Formé au travail du clown et du masque, Nicolas Cantin se situe à la frontière des genres, « bricolant » des œuvres qu’il épure jusqu’à l’os pour n’en livrer que la substantifique moelle. Tel un laborantin curieux de son sujet, il capte le vivant dans sa simplicité et le dissèque en étirant le temps jusqu’à la lisière de l’ennui. Chaque fois, c’est d’intimité qu’il nous parle. Dans ce qu’elle a de plus secret. Qu’il transporte ou qu’il rebute, son discours fait mouche. Avec la sombre et radicale Mygale (FTA, 2012), il jouait dans les zones les plus troubles du handicap émotionnel, mis en scène précédemment dans Belle manière et Grand singe. Par cette trilogie regroupée sous le titre de Trois romances, ce Français d’origine a fait sa marque à Montréal. En 2005, il y a joué dans Jachère, solo de Christiane Bourget qui lui a valu un prix Paula Citron à Toronto. Il a fait de brèves apparitions sur scène avec Glass House et Falaise avant de danser pour Frédérick Gravel (Tout se pète la gueule, chérie, FTA, 2010). Il a aussi cosigné le solo circassien Patinoire des 7 doigts de la main et dirigé les étudiants de l’École nationale de cirque de Montréal et de l’École nationale de théâtre. Concepteur sonore de ses créations, il est actuellement artiste en résidence à L'L (Bruxelles), à Montevideo (Marseille) et à l'Usine C, où il a commencé l’an dernier avec CHEESE le travail sur la mémoire qu’il développe dans Klumzy.
Lumières Karine Gauthier
Photo Alexandra B Lefebvre
Rédaction Fabienne Cabado
Résidence de création Usine C + L'L (Bruxelles) + Montévidéo création contemporaine (Marseille)

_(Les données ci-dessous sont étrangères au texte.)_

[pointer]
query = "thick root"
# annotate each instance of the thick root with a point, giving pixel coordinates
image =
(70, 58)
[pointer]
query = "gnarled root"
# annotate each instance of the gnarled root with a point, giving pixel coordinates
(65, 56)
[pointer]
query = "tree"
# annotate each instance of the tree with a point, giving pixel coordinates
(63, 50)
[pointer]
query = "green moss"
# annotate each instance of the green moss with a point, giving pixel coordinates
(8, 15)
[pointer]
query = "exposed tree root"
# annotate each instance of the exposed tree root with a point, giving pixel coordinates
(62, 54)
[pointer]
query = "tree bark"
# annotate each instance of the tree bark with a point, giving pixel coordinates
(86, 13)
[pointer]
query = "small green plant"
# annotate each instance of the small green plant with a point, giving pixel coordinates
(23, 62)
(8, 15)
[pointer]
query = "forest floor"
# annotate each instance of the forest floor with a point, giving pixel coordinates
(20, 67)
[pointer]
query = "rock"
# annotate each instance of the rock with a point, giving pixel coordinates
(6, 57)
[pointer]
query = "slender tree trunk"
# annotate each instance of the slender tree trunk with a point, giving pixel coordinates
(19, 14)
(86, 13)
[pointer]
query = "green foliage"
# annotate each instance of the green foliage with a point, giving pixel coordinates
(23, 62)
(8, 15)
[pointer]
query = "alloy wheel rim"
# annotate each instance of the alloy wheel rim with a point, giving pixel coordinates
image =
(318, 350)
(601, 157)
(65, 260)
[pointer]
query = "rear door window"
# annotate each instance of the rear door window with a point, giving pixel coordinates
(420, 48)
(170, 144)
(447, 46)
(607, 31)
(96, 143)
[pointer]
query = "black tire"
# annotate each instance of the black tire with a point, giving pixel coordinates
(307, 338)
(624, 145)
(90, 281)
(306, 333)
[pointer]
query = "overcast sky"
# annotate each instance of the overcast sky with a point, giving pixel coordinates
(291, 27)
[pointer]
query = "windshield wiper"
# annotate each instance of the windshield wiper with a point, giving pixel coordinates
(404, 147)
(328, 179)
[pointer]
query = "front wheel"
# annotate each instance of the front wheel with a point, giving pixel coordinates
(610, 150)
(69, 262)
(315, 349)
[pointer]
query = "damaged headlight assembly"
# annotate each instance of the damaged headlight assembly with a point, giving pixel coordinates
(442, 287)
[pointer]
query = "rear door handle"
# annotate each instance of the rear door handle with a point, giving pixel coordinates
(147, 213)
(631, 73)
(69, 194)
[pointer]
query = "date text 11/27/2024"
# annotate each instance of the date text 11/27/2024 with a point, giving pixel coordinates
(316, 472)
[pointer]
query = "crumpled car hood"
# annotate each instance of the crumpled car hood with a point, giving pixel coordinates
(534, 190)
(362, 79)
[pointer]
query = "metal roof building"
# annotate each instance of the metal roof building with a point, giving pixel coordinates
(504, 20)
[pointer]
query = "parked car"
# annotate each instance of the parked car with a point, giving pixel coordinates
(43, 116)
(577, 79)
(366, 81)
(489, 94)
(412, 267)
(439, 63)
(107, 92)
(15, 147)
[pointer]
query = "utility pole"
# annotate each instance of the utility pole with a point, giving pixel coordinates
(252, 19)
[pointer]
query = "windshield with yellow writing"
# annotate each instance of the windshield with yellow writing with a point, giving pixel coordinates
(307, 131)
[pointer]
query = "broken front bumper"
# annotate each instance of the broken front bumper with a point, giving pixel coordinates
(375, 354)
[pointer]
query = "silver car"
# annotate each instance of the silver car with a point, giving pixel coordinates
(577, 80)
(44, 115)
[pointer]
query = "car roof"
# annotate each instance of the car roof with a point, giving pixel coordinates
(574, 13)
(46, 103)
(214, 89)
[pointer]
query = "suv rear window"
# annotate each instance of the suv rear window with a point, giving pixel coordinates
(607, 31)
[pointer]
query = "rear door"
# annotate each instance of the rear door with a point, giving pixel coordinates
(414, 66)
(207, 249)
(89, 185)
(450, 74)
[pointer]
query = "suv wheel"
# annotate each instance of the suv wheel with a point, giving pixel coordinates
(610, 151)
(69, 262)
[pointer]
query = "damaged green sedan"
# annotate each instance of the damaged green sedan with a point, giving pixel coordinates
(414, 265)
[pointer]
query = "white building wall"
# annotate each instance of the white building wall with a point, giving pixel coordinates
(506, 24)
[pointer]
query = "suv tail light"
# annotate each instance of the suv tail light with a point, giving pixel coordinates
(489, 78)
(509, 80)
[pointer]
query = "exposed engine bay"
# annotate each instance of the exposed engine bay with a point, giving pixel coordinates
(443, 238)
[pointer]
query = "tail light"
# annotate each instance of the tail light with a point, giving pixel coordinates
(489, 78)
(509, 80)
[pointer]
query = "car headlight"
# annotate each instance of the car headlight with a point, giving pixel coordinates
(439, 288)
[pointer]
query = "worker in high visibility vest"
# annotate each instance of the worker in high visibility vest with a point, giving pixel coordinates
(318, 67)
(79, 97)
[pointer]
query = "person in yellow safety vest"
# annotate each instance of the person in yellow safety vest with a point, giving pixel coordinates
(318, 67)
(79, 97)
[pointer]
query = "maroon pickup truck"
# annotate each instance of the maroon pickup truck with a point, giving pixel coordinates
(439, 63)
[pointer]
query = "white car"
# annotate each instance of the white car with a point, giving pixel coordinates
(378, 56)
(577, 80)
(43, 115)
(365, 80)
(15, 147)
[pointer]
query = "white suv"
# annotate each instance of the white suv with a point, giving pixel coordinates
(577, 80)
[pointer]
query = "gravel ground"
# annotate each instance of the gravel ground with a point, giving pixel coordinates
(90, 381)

Création mondiale au Festival TransAmériques, le 3 juin 2014
Durée : 50 minutes
Tarif régulier : 33 $
30 ans et moins /
65 ans et plus : 28 $
Taxes et frais de services inclus
En parallèle
Rencontre avec les artistes en salle après la représentation du 4 juin
Coproduction Festival TransAmériques + Usine C
Présentation en collaboration avec Usine C
Usine C
1345, avenue Lalonde
Billetterie : FTA - 514-844-3822 / 1-866-984-3822
Quartier général FTA : 300, boul. de Maisonneuve Est
par Sara Fauteux
Nicolas Cantin construit ses pièces à partir de phrases qui lui plaisent, d’intuitions, de chansons, d’images, de leitmotivs. Des « matières orphelines » qu’il met en scène dans un long processus d’écoutes et de silences. Le corps est le révélateur d’une dramaturgie finement tissée entre le souvenir, l’être et le présent de la représentation. D’orphelines, ces matières deviennent tributaires d’un filon de sens qui émerge de l’univers scénique.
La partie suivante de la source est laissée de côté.